Generative KI-Modelle bringen aber auch Risiken mit sich – vor allem das so genannte Halluzinieren, also die Generierung sachlich falscher Textinhalte. Es gibt bereits Forschungen, die zumindest mittelfristig Abhilfe versprechen. Im hier diskutierten Kontext gilt es, die Risiken angemessen zu mitigieren. Unproblematisch ist die NLU-Anwendung generativer KI-Modelle, da der erzeugte Text überwiegend systemintern verarbeitet wird. Beim Ausfüllen von Formularinhalten können Halluzinationen leicht bemerkt und korrigiert werden, da die Nutzer ausgefüllte Formulare einer Endkontrolle unterziehen. Größer sind die Herausforderungen im RAG-basierten Infochat. Hier könnte ein Lösungsansatz sein, als Suchergebnisse keine generierten Texte, sondern nur Ausschnitte aus Originaldokumenten auszugeben, etwa Teile von Behörden-Websites. In diesem Fall unterstützt das generative KI-Modell dann nur hinter den Kulissen Auswahl und Ranking ausgegebener Inhalte. Um die Anforderungen der Verwaltung hinsichtlich der Datensouveränität zu erfüllen, sollten generative KI-Modelle quelloffen sein und zudem einen On-Premises- oder Private-Cloud-Betrieb gestatten. Aktuelle Lösungen, die diese Bedingungen erfüllen, beschränken sich in der Regel ausschließlich auf die Textprozessierung. Ist die Verarbeitung gesprochener Sprache gewünscht, müssen Spracherkennungs- und Sprachsynthese-Komponenten integriert werden. Hinzu kommen in einigen Fällen Komponenten zur maschinellen Übersetzung.

Zukunft mit multimodalen Large Language Models

Auch für diese Teilaufgaben existieren bereits brauchbare Open-Source-Lösungen. In Zukunft ist jedoch auch mit multimodalen LLMs zu rechnen, die alle Teilaufgaben in einem einzigen Modell lösen und dadurch nur noch wenig Rechenzeit benötigen.

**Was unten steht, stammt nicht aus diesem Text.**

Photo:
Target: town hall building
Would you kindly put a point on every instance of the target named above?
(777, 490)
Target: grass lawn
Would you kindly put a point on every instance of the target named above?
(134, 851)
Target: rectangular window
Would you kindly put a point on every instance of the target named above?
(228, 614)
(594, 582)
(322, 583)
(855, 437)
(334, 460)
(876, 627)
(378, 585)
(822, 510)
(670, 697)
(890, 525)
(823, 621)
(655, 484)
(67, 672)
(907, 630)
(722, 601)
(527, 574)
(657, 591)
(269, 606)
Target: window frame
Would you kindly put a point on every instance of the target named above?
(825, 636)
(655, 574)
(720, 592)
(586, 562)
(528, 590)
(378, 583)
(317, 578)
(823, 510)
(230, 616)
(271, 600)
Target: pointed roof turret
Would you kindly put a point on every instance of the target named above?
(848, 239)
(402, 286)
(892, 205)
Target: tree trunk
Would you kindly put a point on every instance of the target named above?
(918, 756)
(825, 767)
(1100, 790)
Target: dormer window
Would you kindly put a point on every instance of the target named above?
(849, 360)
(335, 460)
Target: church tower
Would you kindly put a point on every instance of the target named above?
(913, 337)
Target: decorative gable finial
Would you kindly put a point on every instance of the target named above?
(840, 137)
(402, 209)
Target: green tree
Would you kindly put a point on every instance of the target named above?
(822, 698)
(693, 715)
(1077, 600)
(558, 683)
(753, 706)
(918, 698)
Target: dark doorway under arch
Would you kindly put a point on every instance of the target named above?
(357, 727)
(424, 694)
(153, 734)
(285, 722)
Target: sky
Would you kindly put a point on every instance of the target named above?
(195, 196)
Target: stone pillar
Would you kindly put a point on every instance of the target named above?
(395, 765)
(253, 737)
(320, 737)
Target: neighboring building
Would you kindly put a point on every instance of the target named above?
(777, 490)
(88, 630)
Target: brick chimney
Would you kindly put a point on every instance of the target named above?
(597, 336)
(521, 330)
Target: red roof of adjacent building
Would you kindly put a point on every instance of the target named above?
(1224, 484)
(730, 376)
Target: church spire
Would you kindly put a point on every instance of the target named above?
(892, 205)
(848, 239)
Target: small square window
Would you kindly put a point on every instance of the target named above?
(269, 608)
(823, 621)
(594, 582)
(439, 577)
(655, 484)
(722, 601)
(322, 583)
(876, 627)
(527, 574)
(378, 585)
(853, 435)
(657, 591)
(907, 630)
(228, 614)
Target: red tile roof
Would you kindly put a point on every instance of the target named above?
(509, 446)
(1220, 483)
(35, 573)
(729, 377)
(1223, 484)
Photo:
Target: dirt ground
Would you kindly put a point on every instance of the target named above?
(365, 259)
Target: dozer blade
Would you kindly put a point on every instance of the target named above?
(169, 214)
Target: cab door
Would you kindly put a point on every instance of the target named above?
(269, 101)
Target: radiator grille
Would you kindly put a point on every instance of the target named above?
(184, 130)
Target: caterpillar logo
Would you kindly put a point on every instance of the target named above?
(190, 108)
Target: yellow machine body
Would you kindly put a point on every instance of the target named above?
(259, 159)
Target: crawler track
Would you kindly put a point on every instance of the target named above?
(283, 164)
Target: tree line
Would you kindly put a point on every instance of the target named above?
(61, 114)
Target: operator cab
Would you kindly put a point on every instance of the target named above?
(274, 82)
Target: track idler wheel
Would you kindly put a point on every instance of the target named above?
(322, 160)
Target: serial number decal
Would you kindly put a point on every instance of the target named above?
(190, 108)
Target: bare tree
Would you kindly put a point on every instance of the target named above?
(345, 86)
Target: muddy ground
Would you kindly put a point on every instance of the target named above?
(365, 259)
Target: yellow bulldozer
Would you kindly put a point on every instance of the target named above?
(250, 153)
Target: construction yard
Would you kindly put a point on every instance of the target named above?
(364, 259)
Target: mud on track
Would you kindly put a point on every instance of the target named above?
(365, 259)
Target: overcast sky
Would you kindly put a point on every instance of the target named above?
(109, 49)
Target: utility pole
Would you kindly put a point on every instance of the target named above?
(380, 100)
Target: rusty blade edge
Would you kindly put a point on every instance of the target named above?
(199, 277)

Durch zügig gelieferte Antworten erscheinen sie für den Einsatz in interaktiven Assistenzlösungen besonders attraktiv. Ein solcher Full-Service-Bürger­assistent wird idealerweise das mit traditionellen Chatbots assoziierte Frustrationsrisiko durch besseres Textverständnis generativer KI-Modelle umschiffen und wird in der Lage sein, zwischen Informations- und Unterstützungsrolle zu wechseln. Die multilinguale Funktion und ein nahtloser Moduswechsel zwischen Sprach-, Chat- und klassischer Interaktion tragen dazu bei, Sprachbarrieren, aber auch sonstige Barrieren zu reduzieren.

Thilo Ernst und Khaled Sakallah sind wissenschaftliche Mitarbeiter beim Fraunhofer-Institut für Offene Kommunikationssysteme FOKUS.